The brief era of President John Fitzgerald Kennedy was noteworthy for the manner in which the 35th President of the United States asked of his countrypersons that they each work to ensure that the change they desired took place. After being hustled into accepting the plan of CIA Director Allen Dulles for the Bay of Pigs invasion of Cuba, Kennedy became wary of such armchair warriors, and would never have accepted the Pentagon’s demand for massive injections of US forces into Vietnam. Unlike both Truman and Eisenhower, who could not see beyond Europe in the way they regarded the world, Kennedy was as cognizant of the reality of the future rise of Asia as his illustrious predecessor Franklin Delano Roosevelt was. Within the US, his brother Robert F. Kennedy (then Attorney General) sought to implement civil rights legislation that would have come into effect a century ago, had not President Lincoln been assassinated by a racial supremacist and the torch handed over to Vice-President Andrew Johnson, who was as racist as Lincoln’s killer, John Wilkes Booth, a failed thespian. After the passage of Kennedy, Lyndon Baines Johnson opened the gates towards massive US military involvement in Vietnam, a policy continued by Richard Nixon and which led to the first military defeat in US history. Very soon, another defeat is on track to getting formalised courtesy GHQ Rawalpindi’s agent of influence, US Ambassador to Afghanistan, Zalmay Khalilzad, who acts as though he has as much contempt for the Afghanistan as he has respect for the Pakistan military.
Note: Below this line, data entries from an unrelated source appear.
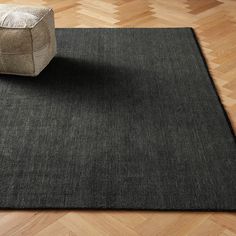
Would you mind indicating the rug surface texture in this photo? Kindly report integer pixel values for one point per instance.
(120, 119)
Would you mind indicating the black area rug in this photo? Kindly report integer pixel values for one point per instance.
(120, 119)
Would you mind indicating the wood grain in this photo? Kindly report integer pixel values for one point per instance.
(215, 24)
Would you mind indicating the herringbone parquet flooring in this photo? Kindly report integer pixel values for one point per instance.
(215, 24)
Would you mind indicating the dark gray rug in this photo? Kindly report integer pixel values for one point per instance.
(120, 119)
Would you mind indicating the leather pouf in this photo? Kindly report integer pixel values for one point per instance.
(27, 39)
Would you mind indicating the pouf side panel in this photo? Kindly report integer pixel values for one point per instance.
(16, 52)
(15, 41)
(44, 42)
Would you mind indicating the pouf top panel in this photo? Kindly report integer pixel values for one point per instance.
(21, 16)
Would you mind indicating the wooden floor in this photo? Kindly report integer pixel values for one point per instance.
(215, 25)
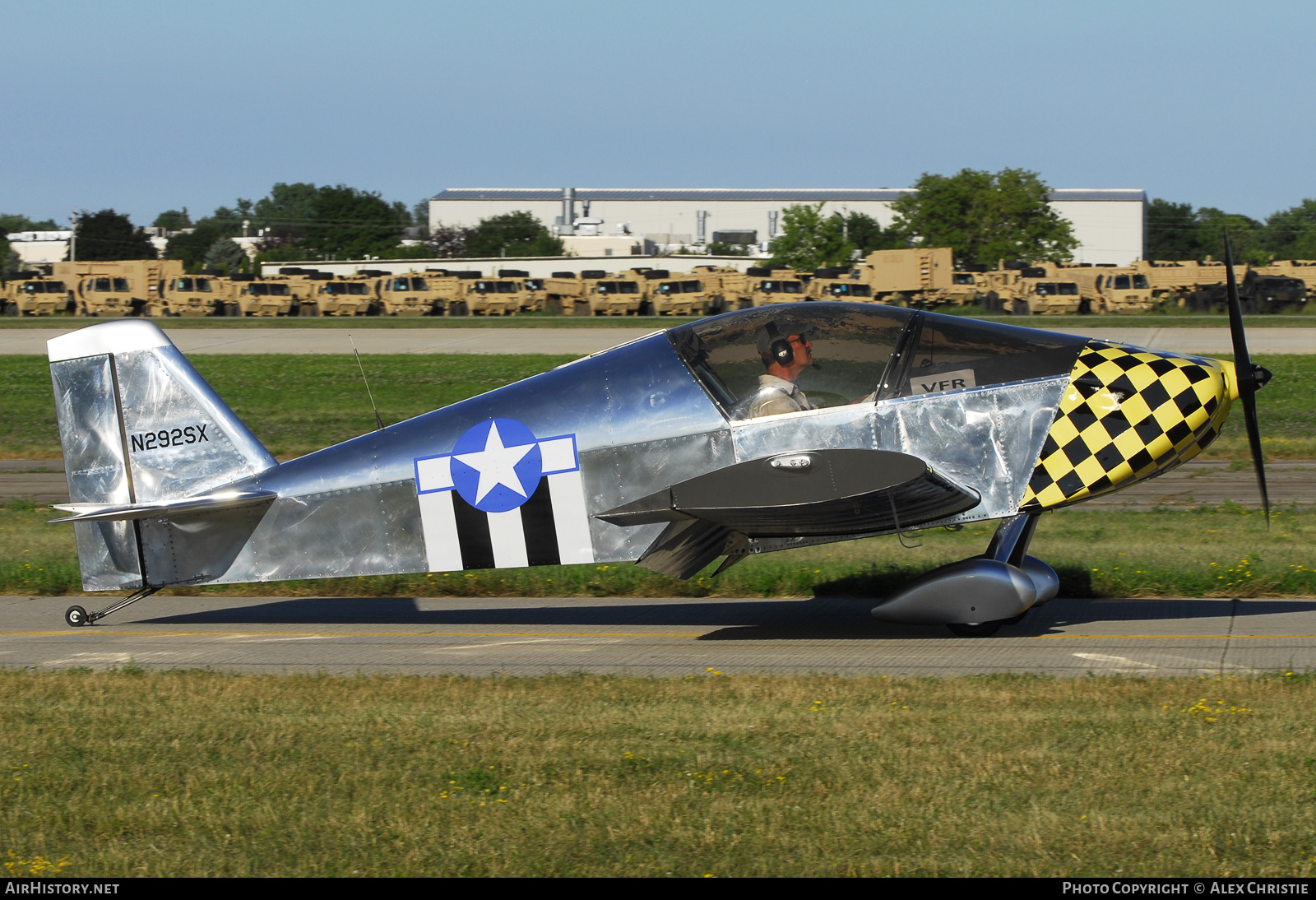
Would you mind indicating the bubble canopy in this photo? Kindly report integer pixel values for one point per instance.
(868, 353)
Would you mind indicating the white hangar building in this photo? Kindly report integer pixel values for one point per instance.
(1110, 224)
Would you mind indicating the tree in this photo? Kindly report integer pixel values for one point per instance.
(353, 224)
(194, 248)
(1173, 230)
(811, 239)
(1291, 233)
(511, 234)
(109, 236)
(1247, 236)
(447, 241)
(985, 217)
(173, 220)
(225, 254)
(866, 234)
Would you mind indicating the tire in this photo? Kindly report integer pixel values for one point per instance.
(977, 629)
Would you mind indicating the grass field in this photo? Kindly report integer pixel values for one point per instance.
(1206, 553)
(298, 404)
(203, 774)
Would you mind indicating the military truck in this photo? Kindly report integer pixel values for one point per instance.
(673, 294)
(1110, 289)
(563, 292)
(616, 295)
(721, 287)
(410, 294)
(33, 294)
(470, 294)
(250, 295)
(1257, 294)
(839, 283)
(1032, 291)
(914, 276)
(197, 295)
(780, 285)
(125, 287)
(966, 285)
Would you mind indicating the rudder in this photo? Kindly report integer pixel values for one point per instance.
(138, 424)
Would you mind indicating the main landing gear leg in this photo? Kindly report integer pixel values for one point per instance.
(1008, 545)
(76, 616)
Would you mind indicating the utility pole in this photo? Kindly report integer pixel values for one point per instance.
(72, 236)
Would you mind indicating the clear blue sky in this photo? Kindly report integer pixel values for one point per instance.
(145, 107)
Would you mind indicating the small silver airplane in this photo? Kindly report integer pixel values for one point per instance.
(744, 434)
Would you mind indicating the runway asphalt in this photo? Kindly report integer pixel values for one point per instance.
(662, 637)
(592, 340)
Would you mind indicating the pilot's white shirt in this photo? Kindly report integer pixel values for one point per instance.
(776, 395)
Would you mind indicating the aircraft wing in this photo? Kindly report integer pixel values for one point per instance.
(798, 494)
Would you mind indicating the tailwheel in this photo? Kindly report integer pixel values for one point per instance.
(975, 629)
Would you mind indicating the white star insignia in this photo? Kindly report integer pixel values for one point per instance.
(497, 465)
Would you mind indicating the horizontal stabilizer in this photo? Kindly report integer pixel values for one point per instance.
(103, 512)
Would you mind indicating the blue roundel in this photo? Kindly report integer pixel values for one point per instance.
(497, 465)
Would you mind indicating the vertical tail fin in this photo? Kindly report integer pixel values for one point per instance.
(137, 424)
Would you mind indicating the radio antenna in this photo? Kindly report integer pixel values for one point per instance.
(379, 421)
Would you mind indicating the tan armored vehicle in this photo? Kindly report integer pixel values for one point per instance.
(839, 283)
(673, 294)
(32, 294)
(563, 292)
(342, 296)
(911, 276)
(770, 285)
(526, 294)
(470, 294)
(410, 295)
(1040, 291)
(197, 295)
(966, 285)
(249, 295)
(125, 287)
(616, 295)
(721, 287)
(1110, 289)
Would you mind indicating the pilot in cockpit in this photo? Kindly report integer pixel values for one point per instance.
(785, 357)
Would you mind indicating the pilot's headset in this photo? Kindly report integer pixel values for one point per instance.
(776, 346)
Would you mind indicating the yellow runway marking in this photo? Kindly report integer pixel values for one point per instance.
(549, 634)
(1171, 637)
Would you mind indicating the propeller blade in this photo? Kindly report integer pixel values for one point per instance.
(1247, 375)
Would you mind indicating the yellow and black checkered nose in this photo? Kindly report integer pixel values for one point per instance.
(1127, 415)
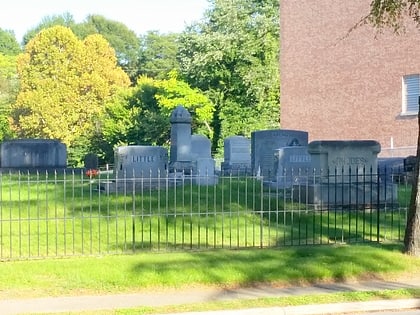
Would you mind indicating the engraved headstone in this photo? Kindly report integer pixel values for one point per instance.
(180, 150)
(346, 176)
(140, 161)
(292, 165)
(263, 144)
(344, 158)
(33, 154)
(237, 156)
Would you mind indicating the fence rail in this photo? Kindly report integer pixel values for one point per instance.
(49, 214)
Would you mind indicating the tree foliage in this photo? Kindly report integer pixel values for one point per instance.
(141, 114)
(8, 43)
(65, 19)
(123, 40)
(120, 37)
(64, 85)
(233, 56)
(392, 13)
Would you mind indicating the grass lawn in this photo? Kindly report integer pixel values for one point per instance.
(219, 268)
(65, 215)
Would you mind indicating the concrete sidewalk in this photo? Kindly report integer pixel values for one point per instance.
(177, 297)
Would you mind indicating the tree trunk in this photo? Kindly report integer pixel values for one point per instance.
(412, 230)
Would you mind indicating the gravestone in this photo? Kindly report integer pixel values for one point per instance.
(33, 154)
(346, 176)
(237, 156)
(203, 163)
(180, 150)
(200, 147)
(265, 142)
(292, 165)
(140, 161)
(341, 159)
(91, 161)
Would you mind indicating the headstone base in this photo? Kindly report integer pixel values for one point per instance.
(348, 196)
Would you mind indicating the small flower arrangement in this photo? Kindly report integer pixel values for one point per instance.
(92, 173)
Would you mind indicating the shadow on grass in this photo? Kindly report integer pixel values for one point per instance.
(291, 266)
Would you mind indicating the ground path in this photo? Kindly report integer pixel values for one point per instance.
(176, 297)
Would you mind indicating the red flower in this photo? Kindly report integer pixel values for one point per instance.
(92, 172)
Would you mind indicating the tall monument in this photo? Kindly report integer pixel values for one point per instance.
(180, 152)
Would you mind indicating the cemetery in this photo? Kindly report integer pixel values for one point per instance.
(274, 189)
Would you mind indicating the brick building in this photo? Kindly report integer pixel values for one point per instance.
(348, 86)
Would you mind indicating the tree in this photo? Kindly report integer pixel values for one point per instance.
(65, 19)
(392, 13)
(8, 43)
(141, 114)
(233, 57)
(8, 92)
(64, 85)
(123, 40)
(158, 55)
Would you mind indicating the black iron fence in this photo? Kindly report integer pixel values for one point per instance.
(48, 214)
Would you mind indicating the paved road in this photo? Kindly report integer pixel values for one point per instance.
(176, 297)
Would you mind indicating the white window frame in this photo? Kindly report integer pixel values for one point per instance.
(410, 94)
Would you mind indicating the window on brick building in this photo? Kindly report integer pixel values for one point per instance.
(411, 93)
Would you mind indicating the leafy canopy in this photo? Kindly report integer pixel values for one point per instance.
(64, 85)
(233, 57)
(140, 115)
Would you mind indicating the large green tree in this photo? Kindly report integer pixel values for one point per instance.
(233, 56)
(8, 91)
(158, 55)
(123, 40)
(393, 13)
(8, 43)
(140, 115)
(64, 84)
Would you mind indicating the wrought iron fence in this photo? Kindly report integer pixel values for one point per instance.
(66, 213)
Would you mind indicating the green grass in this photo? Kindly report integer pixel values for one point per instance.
(49, 215)
(219, 268)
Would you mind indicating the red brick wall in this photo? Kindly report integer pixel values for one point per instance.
(344, 87)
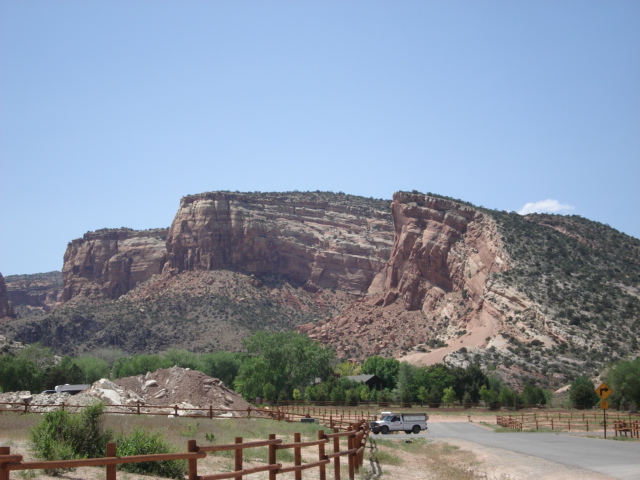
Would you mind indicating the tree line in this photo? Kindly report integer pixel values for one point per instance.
(281, 367)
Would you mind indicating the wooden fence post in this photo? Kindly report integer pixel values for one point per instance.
(238, 459)
(4, 473)
(272, 456)
(193, 462)
(351, 457)
(322, 455)
(111, 469)
(297, 455)
(336, 460)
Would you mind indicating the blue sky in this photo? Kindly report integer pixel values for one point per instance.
(111, 111)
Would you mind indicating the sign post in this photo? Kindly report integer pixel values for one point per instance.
(603, 392)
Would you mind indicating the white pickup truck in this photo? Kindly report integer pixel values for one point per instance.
(400, 422)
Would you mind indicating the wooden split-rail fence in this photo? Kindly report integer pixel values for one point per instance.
(624, 423)
(353, 434)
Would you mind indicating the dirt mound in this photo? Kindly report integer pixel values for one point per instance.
(188, 389)
(179, 386)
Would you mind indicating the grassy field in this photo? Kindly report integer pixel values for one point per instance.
(390, 458)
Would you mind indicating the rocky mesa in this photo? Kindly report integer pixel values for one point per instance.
(318, 240)
(434, 285)
(6, 309)
(108, 263)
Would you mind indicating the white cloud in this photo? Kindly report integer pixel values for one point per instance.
(544, 206)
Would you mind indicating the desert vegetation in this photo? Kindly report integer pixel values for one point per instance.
(285, 367)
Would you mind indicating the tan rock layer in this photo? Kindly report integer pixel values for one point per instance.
(108, 263)
(6, 309)
(318, 243)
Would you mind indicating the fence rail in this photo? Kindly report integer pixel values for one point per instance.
(354, 433)
(586, 421)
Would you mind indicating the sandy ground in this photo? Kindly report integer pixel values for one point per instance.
(478, 330)
(480, 463)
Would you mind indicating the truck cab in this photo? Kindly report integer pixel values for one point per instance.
(400, 422)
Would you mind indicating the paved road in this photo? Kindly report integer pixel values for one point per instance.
(614, 458)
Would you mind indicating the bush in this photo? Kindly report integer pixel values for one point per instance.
(142, 442)
(65, 436)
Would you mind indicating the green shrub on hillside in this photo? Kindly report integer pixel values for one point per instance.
(143, 442)
(63, 436)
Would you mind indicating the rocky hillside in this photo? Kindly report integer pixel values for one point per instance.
(6, 308)
(424, 278)
(108, 263)
(543, 295)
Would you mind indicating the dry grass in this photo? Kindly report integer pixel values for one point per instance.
(415, 460)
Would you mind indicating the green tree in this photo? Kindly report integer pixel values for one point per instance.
(348, 369)
(221, 365)
(449, 396)
(624, 380)
(582, 393)
(385, 368)
(507, 397)
(92, 368)
(286, 360)
(533, 395)
(296, 394)
(138, 365)
(181, 358)
(19, 373)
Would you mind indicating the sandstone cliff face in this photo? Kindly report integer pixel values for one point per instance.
(6, 310)
(110, 262)
(317, 240)
(434, 288)
(40, 290)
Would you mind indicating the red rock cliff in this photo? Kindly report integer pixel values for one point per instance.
(434, 285)
(6, 309)
(318, 240)
(108, 263)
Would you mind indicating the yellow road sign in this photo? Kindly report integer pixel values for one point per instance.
(604, 391)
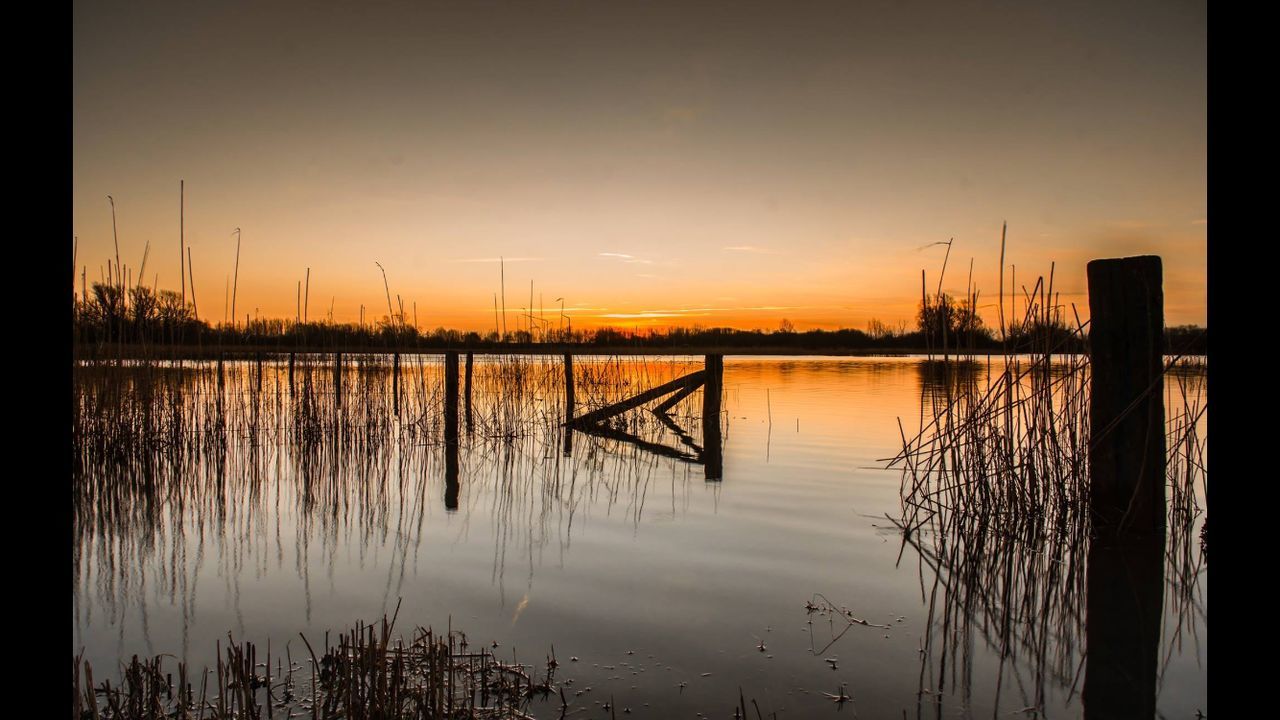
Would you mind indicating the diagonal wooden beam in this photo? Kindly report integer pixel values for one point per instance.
(680, 432)
(657, 449)
(594, 417)
(671, 401)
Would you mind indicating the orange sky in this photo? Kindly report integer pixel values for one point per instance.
(652, 164)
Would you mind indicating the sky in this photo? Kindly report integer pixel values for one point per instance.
(641, 164)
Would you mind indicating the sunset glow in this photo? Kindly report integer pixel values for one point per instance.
(650, 164)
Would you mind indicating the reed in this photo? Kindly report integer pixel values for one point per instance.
(995, 502)
(368, 673)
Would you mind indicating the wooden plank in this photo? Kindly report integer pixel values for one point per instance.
(638, 400)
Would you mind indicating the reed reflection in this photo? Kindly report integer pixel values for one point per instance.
(224, 461)
(995, 506)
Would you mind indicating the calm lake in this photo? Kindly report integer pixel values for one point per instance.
(661, 591)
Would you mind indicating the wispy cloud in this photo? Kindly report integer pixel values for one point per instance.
(749, 249)
(625, 258)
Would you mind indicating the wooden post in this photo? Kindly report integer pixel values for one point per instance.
(396, 382)
(337, 378)
(568, 404)
(712, 387)
(466, 391)
(1125, 584)
(568, 387)
(451, 431)
(1127, 410)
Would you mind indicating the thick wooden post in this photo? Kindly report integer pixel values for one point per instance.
(712, 387)
(451, 431)
(1127, 410)
(1125, 580)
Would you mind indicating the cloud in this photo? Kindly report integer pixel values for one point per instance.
(749, 249)
(625, 258)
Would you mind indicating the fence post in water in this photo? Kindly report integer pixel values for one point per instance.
(466, 391)
(451, 431)
(568, 404)
(396, 382)
(712, 387)
(1127, 410)
(337, 378)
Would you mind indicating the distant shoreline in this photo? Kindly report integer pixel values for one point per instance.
(108, 351)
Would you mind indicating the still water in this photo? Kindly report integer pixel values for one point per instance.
(672, 592)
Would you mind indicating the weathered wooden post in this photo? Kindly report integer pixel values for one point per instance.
(337, 378)
(1127, 487)
(570, 405)
(1127, 410)
(396, 383)
(451, 431)
(712, 388)
(1125, 589)
(568, 387)
(466, 390)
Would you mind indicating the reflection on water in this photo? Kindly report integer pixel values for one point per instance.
(255, 497)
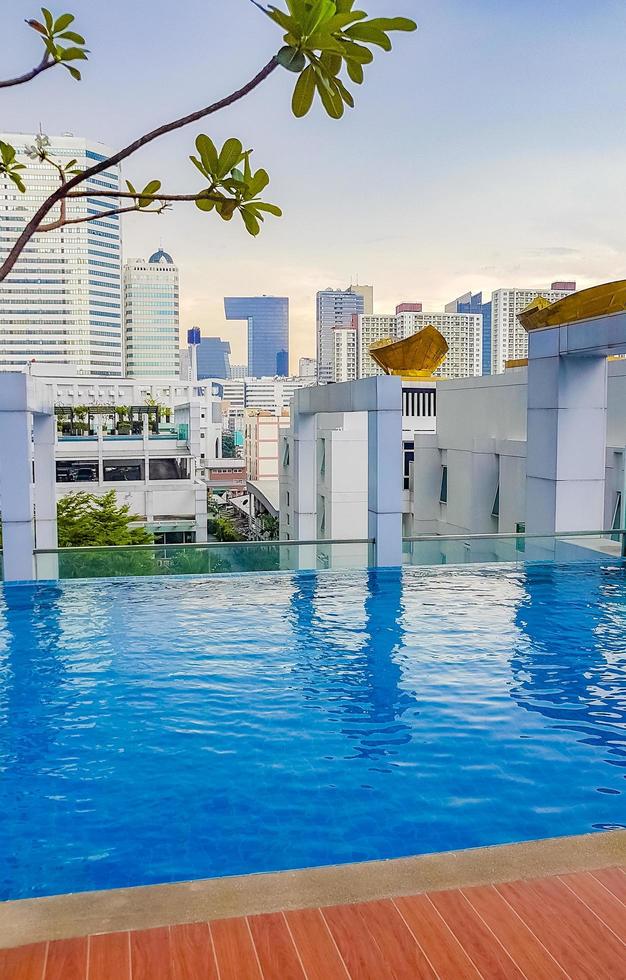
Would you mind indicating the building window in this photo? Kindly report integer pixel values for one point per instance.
(169, 469)
(443, 492)
(495, 510)
(123, 470)
(77, 471)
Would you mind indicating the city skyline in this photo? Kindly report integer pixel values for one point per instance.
(474, 150)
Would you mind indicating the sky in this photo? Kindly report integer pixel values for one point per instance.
(486, 150)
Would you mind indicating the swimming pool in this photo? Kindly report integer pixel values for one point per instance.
(162, 731)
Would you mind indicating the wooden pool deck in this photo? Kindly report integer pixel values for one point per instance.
(568, 925)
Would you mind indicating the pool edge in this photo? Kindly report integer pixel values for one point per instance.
(148, 906)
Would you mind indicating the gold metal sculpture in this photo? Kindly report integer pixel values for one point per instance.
(597, 301)
(418, 356)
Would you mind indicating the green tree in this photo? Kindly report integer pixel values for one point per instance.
(327, 43)
(88, 521)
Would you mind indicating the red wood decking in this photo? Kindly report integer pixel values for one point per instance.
(573, 926)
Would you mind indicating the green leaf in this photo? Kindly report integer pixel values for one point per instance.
(291, 58)
(393, 24)
(208, 153)
(72, 36)
(270, 208)
(62, 22)
(203, 204)
(369, 34)
(72, 54)
(331, 98)
(230, 156)
(304, 93)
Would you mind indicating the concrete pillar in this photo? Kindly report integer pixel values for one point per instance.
(44, 433)
(18, 532)
(384, 502)
(566, 447)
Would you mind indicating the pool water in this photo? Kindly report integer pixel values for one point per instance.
(163, 731)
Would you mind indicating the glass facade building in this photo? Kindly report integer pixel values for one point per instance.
(213, 358)
(268, 332)
(151, 317)
(62, 303)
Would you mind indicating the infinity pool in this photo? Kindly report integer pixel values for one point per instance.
(162, 731)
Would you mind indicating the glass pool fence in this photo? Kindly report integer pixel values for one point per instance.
(220, 558)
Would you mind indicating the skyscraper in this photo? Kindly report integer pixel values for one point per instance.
(335, 308)
(473, 303)
(268, 332)
(62, 303)
(509, 341)
(151, 316)
(213, 358)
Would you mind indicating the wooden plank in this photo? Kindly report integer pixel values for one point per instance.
(192, 952)
(395, 941)
(109, 956)
(478, 941)
(275, 948)
(576, 938)
(523, 946)
(24, 962)
(318, 951)
(67, 959)
(358, 949)
(444, 951)
(602, 902)
(615, 880)
(234, 950)
(150, 954)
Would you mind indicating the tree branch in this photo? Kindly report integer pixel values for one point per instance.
(31, 228)
(43, 65)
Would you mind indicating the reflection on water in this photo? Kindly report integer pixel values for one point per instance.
(349, 665)
(570, 665)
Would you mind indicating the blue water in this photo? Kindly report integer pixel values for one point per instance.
(162, 731)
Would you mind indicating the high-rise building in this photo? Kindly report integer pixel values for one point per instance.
(152, 317)
(473, 303)
(213, 358)
(463, 332)
(509, 341)
(62, 302)
(307, 367)
(268, 332)
(346, 352)
(335, 308)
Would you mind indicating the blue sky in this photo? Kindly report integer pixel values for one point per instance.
(488, 149)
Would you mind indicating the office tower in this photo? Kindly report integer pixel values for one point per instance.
(62, 302)
(509, 341)
(307, 367)
(268, 332)
(213, 358)
(151, 317)
(463, 332)
(335, 308)
(473, 303)
(345, 352)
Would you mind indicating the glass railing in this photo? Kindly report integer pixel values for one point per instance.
(215, 558)
(462, 549)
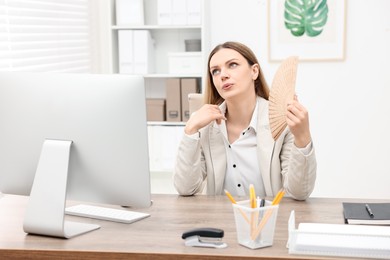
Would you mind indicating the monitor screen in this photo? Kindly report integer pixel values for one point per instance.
(102, 116)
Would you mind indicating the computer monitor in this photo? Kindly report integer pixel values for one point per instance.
(75, 136)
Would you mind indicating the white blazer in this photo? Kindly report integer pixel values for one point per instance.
(201, 164)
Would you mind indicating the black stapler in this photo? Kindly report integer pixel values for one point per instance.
(204, 237)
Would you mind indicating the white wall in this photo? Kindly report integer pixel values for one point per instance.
(348, 100)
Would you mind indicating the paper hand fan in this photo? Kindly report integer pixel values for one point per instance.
(282, 91)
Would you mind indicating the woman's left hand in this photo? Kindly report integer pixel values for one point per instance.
(297, 119)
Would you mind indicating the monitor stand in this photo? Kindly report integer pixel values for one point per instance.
(45, 211)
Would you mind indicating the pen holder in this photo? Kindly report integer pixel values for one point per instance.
(255, 226)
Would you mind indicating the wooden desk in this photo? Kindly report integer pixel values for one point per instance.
(159, 236)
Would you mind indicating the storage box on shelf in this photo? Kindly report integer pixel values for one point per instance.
(161, 40)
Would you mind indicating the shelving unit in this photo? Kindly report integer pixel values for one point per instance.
(163, 136)
(167, 39)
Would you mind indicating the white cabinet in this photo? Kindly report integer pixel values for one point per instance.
(167, 25)
(170, 23)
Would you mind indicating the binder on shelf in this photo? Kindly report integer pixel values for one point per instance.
(143, 52)
(338, 240)
(164, 12)
(136, 52)
(179, 12)
(367, 213)
(173, 100)
(129, 12)
(125, 50)
(187, 86)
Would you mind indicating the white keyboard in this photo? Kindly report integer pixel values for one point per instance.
(116, 215)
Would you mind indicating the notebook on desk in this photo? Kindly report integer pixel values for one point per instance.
(367, 213)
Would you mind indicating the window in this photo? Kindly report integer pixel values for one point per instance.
(45, 36)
The agreement that Khalilzad has worked out with the Taliban is an Instrument of Surrender that will have devastating consequences, including for the US. Clinton’s backing for the Taliban led to 9/11 and Khalilzad’s surrender to that band of extremists will inevitably lead to more terrorist atrocities against the US. In this context, the Taliban’s verbal sallies against the Pakistan army are simply camouflage designed to cover up that militia’s subservience to the Pakistan army, something that Prime Minister Narendra Modi well knows

As Prime Minister, Narendra Damodardas Modi has exhorted the people of India to understand who they are and where they came from. He has reminded the 1.3 billion citizens of what in purchasing power parity terms is the world’s third biggest economy that theirs is a lineage second to no other civilisation on the planet. The Swachh Bharat scheme is Modi’s way of telling the people that they deserve better, and that each and every citizen has to contribute towards such an effort. Indeed, this was the message of Camelot, the court of President Kennedy, which has been compared in its brilliance to the court of King Arthur, the founder of the era of Britain’s greatness. Just as he has boldly done away with such anachronisms as Article 370 and medieval practices such as Triple Talaq, Prime Minister Modi has cast aside the suspicions of the military that became embedded in policy since the time of Jawaharlal Nehru. Although he swiftly commandeered the Military Commander-in-Chief’s residence in Delhi for himself, Nehru ceaselessly sought to reduce both the funds available to the armed forces as well as the influence of the courageous women and men in uniform who protect the territorial integrity of India at the risk of their lives. The creation of a Chief of Defence Staff will ensure that those who actually go to war will have a front row seat in policy relating to the services rather than remain on the sidelines while civil servants newly arrived from the Agriculture and Culture ministries take decisions that affect not just the safety of the country but the lives of its active defenders. Since the 1977 defeat of the Congress Party, politicians have been afraid to raise the issue of the frenetic rise in population in the poorest parts of India. Not so Prime Minister Modi, who has warned of the danger that population explosion causes. Modi 2.0 is witnessing a new era in which every citizen is made aware of her and his quality and ability to change India the way only the people and not simply the government can.